I hear the logic and understand the physiology, but that really has to be balanced against the extra time, and complexity of lifting someone horizontally--which is virtually impossible with the number of crew and equipment normally available on cruising sailboats. The number of victims who are in that narrow band where they will experience a dramatically better outcome ONLY because they were lifted horizontally, is really small.
If this is really the RYA's standard recommendation for routine MOB recovery, in my opinion, it is unrealistic and impractical--no matter how valid its theoretical benefits. I'd expect better, and more practical, advice from them.
Think about this. It is way more complex than just lifting someone with two lines... if you attach one at the chest, where to you attach the other? How many people does this take to rig and execute?
In any man-overboard situation, rapid recovery will trump perfect technique--every time.
Any halyard on an Amel is capable of lifting someone out of the water, and any of the winches, manual or electric, will give enough power to lift someone two or three meters.
I have had the valuable experience of participating in an organized evaluation of man-overboard recovery techniques as the "volunteer" in the water who had to be lifted into the boat by a variety of techniques. It is not easy with a short handed crew and a victim who might not be able to offer much assistance themselves.
If there is only one person left on board, I would not recommend using the mizzen boom as a lifting crane unless the victim is alert and fully functional. The danger is if the boat is rolling at all, a person hanging off the end of the boom will swing wildly from side to side, unless they can hold on to something, or someone is on deck can restrain the boom's swing. Maybe you could rig something up, but that would just take more time.The person at the winch in the cockpit is also out of visual and easy auditory contact with the victim.

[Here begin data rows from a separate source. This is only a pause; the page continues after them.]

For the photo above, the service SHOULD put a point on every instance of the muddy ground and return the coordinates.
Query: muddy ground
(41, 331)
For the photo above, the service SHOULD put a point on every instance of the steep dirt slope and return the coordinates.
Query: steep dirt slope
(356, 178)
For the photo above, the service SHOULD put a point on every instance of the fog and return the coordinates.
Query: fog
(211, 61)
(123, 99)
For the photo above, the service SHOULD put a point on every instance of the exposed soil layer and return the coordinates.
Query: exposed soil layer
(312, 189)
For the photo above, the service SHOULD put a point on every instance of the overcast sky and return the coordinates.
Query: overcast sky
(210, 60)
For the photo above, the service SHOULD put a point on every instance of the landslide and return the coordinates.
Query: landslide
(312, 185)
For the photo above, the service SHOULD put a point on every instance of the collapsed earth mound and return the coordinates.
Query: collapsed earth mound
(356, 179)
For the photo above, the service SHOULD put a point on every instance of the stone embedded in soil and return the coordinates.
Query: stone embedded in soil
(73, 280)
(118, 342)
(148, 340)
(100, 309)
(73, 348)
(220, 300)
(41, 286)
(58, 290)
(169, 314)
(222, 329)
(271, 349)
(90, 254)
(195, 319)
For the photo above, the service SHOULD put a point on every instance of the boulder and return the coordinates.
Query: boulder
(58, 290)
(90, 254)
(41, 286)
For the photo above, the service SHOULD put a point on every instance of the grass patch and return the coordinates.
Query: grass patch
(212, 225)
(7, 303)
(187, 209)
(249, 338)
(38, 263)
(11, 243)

It really is an easy ride up out of the water on any mast top halyard in a lifesling, or even just in a bowline. Just remember, have the victim face in toward the boat so the lifting halyard is between their head and the hull. This was an important lesson learned, if the victim is face out, the back of his head bangs against the hull as he is lifted. Unless someone is there at the rail to hold them, do not lift them all the way over the liferails with the halyard, even in calm conditions they will pendulum around wildly.
SOOO much depends on the conditions, the strength and number of remaining crew, and especially the condition of the victim. Are they conscious? Hypothermic? Wearing a lifejacket? A harness? Are they panicked?

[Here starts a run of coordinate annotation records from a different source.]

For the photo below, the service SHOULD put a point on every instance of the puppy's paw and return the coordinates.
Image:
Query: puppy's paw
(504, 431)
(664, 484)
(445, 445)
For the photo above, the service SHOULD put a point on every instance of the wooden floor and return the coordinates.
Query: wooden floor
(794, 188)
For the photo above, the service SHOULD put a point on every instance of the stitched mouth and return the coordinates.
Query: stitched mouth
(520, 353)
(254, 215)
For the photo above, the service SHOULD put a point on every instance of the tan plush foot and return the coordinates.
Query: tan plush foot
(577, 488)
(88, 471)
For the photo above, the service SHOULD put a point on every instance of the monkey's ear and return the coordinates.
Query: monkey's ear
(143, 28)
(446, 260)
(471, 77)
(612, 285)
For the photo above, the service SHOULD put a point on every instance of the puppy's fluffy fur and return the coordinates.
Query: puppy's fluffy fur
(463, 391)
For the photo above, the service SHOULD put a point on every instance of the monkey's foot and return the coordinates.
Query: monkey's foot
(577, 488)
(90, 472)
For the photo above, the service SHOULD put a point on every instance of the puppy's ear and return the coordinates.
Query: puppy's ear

We found a lifesling to be a valuable tool to lift someone. It was easy to get into, even for a victim with restricted mobility, and was simple for the crew onboard to reach and attach to.
If there are two crew left aboard, it might be best to use a mizzen halyard to lift/slide a marginally conscious person up the slope of the reverse transom, if the boat is not pitching too badly.

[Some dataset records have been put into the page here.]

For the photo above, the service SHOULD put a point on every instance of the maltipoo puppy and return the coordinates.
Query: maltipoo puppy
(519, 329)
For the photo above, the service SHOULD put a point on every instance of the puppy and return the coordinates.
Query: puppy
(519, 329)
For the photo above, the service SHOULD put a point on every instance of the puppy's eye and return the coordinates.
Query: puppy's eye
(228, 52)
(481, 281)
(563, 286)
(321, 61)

If there is one person left onboard, and the victim in the water is incapable of helping in any meaningful way, there are no sure-fire solutions in rough conditions. It is a situation I hope I never have to deal with.
Finally... most inflatable lifevests have a serious design flaw. When inflated it is impossible for the rescue crew or the victim to attach a line to the lifting harness because the attachment point is buried and inaccessible below the inflated bladders. With many of them, there is no provision AT ALL for snagging the person in the water with a boathook to hold them alongside.